Le négationnisme a été importé au sein du parti par François Duprat pendant les années 1970. Il fait parti de l’ADN du Front National. Théoricien de la droite nationale, François Duprat est à l’origine, en 1972, des Groupes nationalistes-révolutionnaires (GNR), en marge du FN mais intégrés dans le parti de Jean-Marie Le Pen. Il crée un groupe de presse nationaliste-révolutionnaire influent, véritable matrice idéologique, à l’origine de la diffusion des classiques de la littérature négationniste et raciste. Celle-ci provient, pour l’essentiel, des réseaux internationaux de néo-nazis et d’antisémites.
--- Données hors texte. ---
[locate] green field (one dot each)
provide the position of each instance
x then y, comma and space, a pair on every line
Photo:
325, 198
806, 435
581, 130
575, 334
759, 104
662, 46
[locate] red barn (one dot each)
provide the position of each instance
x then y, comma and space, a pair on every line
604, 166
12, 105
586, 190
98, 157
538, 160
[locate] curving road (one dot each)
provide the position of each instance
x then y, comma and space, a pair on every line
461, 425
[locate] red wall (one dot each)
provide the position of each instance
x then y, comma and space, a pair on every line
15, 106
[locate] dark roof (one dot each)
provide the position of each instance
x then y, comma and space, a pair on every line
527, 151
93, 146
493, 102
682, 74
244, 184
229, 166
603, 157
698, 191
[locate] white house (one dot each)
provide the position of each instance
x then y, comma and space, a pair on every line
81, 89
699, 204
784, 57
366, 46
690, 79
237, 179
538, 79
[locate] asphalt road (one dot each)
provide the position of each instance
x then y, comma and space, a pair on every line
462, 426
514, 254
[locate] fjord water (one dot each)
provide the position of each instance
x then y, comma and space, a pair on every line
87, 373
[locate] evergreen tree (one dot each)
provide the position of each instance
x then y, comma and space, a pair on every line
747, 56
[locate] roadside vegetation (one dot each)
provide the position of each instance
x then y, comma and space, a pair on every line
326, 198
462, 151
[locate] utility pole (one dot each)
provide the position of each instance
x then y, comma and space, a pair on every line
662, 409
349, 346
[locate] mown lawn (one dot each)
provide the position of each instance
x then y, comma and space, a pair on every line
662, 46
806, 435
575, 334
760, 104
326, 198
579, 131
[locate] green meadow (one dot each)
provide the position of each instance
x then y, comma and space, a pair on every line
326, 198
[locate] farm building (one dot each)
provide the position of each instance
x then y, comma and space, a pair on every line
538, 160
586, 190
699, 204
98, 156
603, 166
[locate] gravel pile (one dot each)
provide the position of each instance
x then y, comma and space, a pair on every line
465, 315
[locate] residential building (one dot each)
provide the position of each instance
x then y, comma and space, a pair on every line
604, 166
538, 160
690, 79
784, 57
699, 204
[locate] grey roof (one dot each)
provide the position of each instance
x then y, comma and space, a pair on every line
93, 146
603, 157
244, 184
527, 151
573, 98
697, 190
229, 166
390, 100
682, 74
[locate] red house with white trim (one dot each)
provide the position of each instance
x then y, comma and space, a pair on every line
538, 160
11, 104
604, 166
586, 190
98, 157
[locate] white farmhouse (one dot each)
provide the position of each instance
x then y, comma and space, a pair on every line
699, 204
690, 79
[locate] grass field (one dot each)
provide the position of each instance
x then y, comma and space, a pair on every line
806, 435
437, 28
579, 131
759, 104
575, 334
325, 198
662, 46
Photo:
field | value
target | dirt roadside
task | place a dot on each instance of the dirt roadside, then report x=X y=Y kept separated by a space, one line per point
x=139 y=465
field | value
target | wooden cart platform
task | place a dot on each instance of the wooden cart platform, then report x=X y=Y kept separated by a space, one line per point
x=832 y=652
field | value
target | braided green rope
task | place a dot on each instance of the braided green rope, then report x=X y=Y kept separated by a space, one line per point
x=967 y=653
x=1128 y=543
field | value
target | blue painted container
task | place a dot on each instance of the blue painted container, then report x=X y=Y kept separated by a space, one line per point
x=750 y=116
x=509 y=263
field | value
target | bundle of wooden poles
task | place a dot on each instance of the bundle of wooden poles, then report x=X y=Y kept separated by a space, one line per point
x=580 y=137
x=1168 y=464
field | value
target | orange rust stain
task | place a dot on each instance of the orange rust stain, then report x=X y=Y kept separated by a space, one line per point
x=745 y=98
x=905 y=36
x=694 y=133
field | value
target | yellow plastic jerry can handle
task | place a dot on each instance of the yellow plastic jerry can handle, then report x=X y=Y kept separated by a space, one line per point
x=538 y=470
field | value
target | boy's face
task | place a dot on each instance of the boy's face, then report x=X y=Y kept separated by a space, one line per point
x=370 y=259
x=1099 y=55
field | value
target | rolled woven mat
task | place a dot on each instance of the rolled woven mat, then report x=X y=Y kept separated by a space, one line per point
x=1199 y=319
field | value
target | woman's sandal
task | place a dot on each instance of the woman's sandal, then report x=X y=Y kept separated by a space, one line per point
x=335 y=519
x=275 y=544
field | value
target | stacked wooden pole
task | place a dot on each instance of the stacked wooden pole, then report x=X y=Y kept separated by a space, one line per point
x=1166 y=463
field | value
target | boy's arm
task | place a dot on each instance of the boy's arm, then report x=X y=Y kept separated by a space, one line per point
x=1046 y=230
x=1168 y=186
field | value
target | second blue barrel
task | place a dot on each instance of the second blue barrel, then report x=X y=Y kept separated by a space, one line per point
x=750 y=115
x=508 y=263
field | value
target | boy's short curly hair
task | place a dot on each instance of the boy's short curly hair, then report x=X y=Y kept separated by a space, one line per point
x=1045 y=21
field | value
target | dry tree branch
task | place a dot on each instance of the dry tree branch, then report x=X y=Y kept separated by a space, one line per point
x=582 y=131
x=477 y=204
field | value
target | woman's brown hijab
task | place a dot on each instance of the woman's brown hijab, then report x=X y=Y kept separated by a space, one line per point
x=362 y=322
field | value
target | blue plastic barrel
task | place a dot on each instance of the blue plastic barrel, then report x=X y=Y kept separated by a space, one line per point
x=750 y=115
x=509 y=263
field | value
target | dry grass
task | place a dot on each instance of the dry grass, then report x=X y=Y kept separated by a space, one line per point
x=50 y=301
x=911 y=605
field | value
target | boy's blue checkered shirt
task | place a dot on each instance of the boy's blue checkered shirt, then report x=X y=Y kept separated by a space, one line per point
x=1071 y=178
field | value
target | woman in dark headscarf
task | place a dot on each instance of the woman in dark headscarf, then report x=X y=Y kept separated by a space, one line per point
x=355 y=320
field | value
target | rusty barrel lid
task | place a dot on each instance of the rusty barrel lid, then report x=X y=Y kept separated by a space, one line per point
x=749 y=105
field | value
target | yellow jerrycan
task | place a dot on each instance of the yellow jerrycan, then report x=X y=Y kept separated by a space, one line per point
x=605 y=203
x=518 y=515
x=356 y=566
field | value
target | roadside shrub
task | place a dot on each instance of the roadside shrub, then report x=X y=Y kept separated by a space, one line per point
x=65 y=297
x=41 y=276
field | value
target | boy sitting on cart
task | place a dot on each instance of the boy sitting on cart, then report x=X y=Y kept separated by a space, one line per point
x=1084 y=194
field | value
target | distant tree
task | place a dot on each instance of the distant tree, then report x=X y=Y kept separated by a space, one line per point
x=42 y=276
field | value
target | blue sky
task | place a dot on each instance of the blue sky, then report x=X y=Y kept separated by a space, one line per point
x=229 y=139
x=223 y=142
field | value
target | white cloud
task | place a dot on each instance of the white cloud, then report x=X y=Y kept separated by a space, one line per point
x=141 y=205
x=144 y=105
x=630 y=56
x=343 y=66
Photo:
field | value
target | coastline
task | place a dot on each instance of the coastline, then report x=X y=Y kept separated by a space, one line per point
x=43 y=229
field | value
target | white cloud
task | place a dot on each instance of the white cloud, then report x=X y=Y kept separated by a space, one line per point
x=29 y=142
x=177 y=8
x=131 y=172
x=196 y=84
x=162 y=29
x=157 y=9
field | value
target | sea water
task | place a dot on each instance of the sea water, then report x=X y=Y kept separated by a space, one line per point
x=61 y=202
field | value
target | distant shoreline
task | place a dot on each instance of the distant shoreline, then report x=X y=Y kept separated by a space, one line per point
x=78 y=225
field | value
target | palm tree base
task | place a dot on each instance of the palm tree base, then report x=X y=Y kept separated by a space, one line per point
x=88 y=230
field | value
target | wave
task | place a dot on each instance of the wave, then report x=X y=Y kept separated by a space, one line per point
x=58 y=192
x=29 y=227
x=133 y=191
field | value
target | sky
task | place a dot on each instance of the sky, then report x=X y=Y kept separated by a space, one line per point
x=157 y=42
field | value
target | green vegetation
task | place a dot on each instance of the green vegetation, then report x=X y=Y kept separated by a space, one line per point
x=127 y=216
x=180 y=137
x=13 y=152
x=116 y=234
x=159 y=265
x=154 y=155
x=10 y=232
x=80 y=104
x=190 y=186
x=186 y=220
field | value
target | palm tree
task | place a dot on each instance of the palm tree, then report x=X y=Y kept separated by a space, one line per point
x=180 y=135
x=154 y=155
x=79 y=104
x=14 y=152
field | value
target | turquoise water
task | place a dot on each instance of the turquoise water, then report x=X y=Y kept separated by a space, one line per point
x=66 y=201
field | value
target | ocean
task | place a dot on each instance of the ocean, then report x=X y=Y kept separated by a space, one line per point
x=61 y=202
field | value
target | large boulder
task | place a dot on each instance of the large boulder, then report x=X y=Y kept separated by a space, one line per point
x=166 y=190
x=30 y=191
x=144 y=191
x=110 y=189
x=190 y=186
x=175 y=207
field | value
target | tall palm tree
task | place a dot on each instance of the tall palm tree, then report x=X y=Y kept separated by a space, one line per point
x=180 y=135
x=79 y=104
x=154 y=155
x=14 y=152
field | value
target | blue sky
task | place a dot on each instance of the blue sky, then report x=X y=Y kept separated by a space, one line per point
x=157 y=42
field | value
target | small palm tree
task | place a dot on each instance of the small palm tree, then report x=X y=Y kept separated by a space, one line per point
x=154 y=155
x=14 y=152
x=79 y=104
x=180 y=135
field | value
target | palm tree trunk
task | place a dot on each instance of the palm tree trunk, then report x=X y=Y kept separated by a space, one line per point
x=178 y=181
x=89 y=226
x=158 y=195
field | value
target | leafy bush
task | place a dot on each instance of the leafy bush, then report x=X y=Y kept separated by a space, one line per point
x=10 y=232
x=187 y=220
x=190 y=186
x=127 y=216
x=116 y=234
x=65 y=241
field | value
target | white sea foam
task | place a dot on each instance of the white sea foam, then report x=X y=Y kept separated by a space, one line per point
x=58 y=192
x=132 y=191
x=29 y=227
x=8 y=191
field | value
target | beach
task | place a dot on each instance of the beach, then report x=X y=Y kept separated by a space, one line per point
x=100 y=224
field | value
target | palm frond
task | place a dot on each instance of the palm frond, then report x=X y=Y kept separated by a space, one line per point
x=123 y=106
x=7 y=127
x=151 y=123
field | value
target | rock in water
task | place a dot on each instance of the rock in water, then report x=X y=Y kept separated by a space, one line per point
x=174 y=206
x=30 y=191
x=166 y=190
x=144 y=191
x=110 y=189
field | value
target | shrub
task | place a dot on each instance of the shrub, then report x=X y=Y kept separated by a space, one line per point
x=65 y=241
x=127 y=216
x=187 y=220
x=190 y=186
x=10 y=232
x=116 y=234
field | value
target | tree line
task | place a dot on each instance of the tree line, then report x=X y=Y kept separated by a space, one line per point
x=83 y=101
Jusqu’à son assassinat en mars 1978, François Duprat reste le fournisseur attitré de la propagande négationniste au sein de l’extrême droite française et internationale. Il diffuse, entre autres, cette brochure considérée comme un des classiques négationnistes :

Couv Six millions

 

Diabolisation contre dédiabolisation

Quelques jours après son accession à la présidence du FN, Marine Le Pen s’affranchit du négationnisme. « Tout le monde sait ce qui s’est passé dans les camps et dans quelles conditions. Ce qui s’y est passé est le summum de la barbarie (Le Point, 3 février 2011) » ; une étape qui s’inscrit dans la « dédiabolisation » du FN, remise en marche au début des années 2000 et indissociable pour une éventuelle normalisation du parti d’extrême droite. Cette stratégie, initiée par Bruno Mégret, instaure au sein du FN deux clans, deux positions qui s'entrechoquent à partir de la fin des années 1980 :

- les mégrétistes et la dédiabolisation : se normaliser, se crédibiliser et passer par l’opposition avant de prendre le pouvoir.

- les lepénistes et la diabolisation : rester dans la provocation, la radicalité et n'avoir aucune probabilité de devenir un parti de gouvernement.

La « dédiabolisation » mariniste ne prend pas à son compte l'immigration et l'islam. L’islamophobie s'est substitué à l'antisémitisme. En décembre 2013, Louis Aliot me disait ceci : « La dédiabolisation ne porte que sur l’antisémitisme. En distribuant des tracts, dans la rue, le seul plafond de verre que je voyais ce n’était pas l’immigration ni l’islam... D’autres sont pires que nous sur ces sujets-là. C’est l’antisémitisme qui empêche les gens de voter pour nous. Il n’y a que cela. À partir du moment où vous faites sauter ce verrou idéologique, vous libérez le reste. (...) Depuis que je la connais, Marine Le Pen est d’accord avec cela. Elle ne comprenait pas pourquoi et comment son père et les autres ne voyaient pas que c’était le verrou. Elle aussi avait une vie à l’extérieur, des amis qui étaient aux antipodes sur ces questions-là des Le Gallou et autres. C’est la chose à faire sauter ».

L'histoire continue. La procédure intentée par Jean-Marie Le Pen contre son exclusion en août 2015 doit être examinée par la justice le 5 octobre 2016. En récidivant sur le « détail » et en déclarant n'avoir « jamais considéré le maréchal Pétain comme un traître », l'ancien président du FN ne faisait pas que s'opposer à sa fille. Il choisissait de se distinguer et de confirmer, une énième fois, sa stratégie.